Chapter 13 Bankruptcy
Chapter 13 is a type of debt relief which is often referred to as the “Wage Earner Plan.” It is specifically designed for people who earn a wage or otherwise receive monthly income, including social security, unemployment, disability, but currently do not earn a high enough income to pay all of their debt. Chapter 13 allows you to structure a plan to repay some or all of the debt owed to your creditors over a period of up to five (5) years while generally allowing you to retain all of your assets. Upon the completion of your chapter 13 plan, you would received a discharge that would eliminate any remaining unsecured debt.

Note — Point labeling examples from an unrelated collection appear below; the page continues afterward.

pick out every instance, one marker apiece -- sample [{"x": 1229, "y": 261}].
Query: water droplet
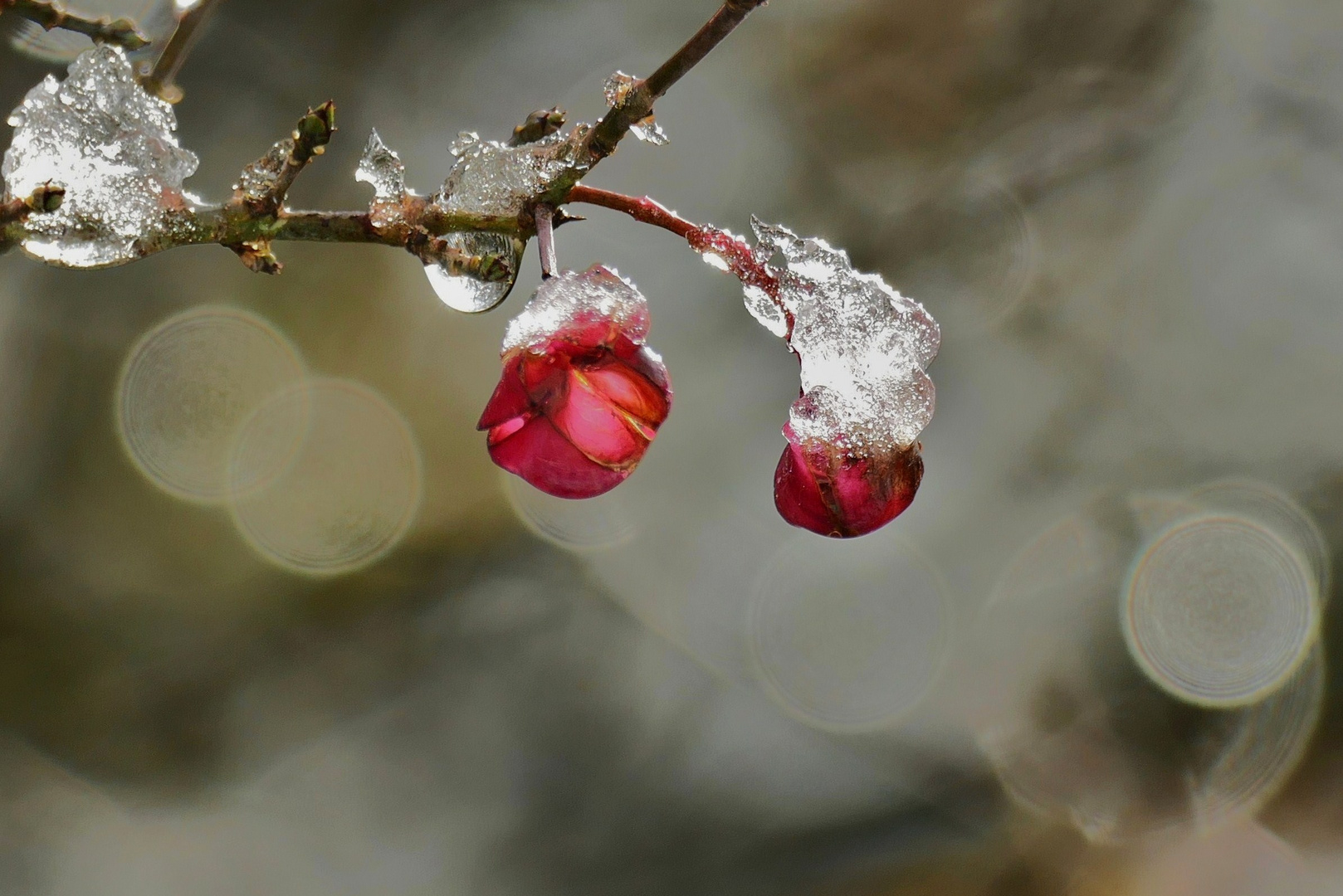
[
  {"x": 591, "y": 524},
  {"x": 615, "y": 88},
  {"x": 467, "y": 293},
  {"x": 849, "y": 635},
  {"x": 1219, "y": 611},
  {"x": 351, "y": 490},
  {"x": 187, "y": 387}
]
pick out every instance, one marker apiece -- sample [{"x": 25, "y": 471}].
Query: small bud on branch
[
  {"x": 51, "y": 14},
  {"x": 43, "y": 199}
]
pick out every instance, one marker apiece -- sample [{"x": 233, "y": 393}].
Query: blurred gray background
[{"x": 1127, "y": 218}]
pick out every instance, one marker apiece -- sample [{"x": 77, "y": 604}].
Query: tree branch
[
  {"x": 545, "y": 241},
  {"x": 161, "y": 80},
  {"x": 51, "y": 14},
  {"x": 637, "y": 104},
  {"x": 540, "y": 124}
]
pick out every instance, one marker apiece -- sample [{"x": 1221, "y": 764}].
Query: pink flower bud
[
  {"x": 826, "y": 489},
  {"x": 575, "y": 410}
]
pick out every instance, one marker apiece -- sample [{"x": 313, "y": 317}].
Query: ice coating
[
  {"x": 491, "y": 178},
  {"x": 383, "y": 169},
  {"x": 466, "y": 293},
  {"x": 569, "y": 304},
  {"x": 862, "y": 345},
  {"x": 386, "y": 173},
  {"x": 113, "y": 148},
  {"x": 647, "y": 129}
]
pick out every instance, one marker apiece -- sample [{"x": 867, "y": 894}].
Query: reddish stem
[
  {"x": 545, "y": 241},
  {"x": 735, "y": 253}
]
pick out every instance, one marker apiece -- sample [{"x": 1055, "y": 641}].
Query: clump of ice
[
  {"x": 647, "y": 129},
  {"x": 467, "y": 293},
  {"x": 260, "y": 178},
  {"x": 495, "y": 179},
  {"x": 864, "y": 347},
  {"x": 113, "y": 147},
  {"x": 569, "y": 304},
  {"x": 384, "y": 171}
]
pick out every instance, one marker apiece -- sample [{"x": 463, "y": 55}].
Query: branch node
[
  {"x": 265, "y": 183},
  {"x": 540, "y": 124},
  {"x": 258, "y": 257},
  {"x": 50, "y": 14}
]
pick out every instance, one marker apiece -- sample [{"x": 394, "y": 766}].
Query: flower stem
[
  {"x": 730, "y": 253},
  {"x": 545, "y": 241}
]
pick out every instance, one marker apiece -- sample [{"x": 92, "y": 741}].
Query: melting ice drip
[
  {"x": 864, "y": 347},
  {"x": 113, "y": 148},
  {"x": 569, "y": 304}
]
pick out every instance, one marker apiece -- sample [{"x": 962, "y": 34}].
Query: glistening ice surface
[
  {"x": 112, "y": 147},
  {"x": 864, "y": 347},
  {"x": 569, "y": 303}
]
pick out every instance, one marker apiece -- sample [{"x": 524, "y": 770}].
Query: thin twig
[
  {"x": 736, "y": 256},
  {"x": 265, "y": 183},
  {"x": 51, "y": 14},
  {"x": 637, "y": 104},
  {"x": 638, "y": 207},
  {"x": 161, "y": 80},
  {"x": 545, "y": 241}
]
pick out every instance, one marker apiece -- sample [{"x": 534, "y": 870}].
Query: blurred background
[{"x": 1093, "y": 657}]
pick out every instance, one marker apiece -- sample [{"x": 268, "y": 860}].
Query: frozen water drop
[
  {"x": 764, "y": 309},
  {"x": 467, "y": 293},
  {"x": 383, "y": 169},
  {"x": 569, "y": 304},
  {"x": 500, "y": 180},
  {"x": 593, "y": 524},
  {"x": 115, "y": 206},
  {"x": 647, "y": 129},
  {"x": 862, "y": 345}
]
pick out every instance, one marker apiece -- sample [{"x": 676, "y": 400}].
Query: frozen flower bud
[
  {"x": 582, "y": 397},
  {"x": 823, "y": 488}
]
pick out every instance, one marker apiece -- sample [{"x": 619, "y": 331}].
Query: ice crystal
[
  {"x": 113, "y": 148},
  {"x": 647, "y": 128},
  {"x": 466, "y": 293},
  {"x": 569, "y": 305},
  {"x": 862, "y": 345},
  {"x": 384, "y": 171},
  {"x": 260, "y": 178},
  {"x": 493, "y": 179}
]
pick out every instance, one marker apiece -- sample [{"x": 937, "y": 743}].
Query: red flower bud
[
  {"x": 578, "y": 406},
  {"x": 823, "y": 488}
]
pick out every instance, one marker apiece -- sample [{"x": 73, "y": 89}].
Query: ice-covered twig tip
[{"x": 95, "y": 176}]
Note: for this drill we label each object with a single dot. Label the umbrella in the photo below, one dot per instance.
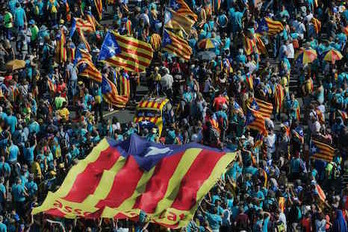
(306, 56)
(15, 64)
(206, 55)
(332, 55)
(208, 43)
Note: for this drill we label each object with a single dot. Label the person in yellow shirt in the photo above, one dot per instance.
(64, 112)
(36, 169)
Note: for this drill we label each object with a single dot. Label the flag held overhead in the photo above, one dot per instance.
(165, 182)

Some of the typical reasons for filing a Chapter 13 bankruptcy include: (1) to catch up mortgages on houses and cars; to pay taxes and to stop tax garnishments that were not dischargeable in Chapter 7; (2) to protect co-debtor; to keep excess equity in property above and beyond their exemptions; and (3) to pay debt over time and under protection of the court that otherwise would not have been dischargeable in a Chapter 7.
Filing for Chapter 13 can stop foreclosure processes and provide the homeowner an opportunity to bring current the amount owed over a specified time period. It can also stop vehicle and mobile home repossessions and may provide an opportunity to restructure the obligation. It can provide relief from: (1) student loan collection actions; (2) creditors seeking to collect past due domestic support obligations; and (3) actions from taxing authorities attempting to collection past due taxes.
Chapter 13 Bankruptcy may allow for: (1) the stripping off of fully unsecured junior mortgages on residential real property; (2) the impairment and discharge of non- support marital obligations; (3) the impairment and discharge of unsecured debts; and (4) the retention of all assets as a matter of law, although many plans require the liquidation of assets as a matter of choice or necessity.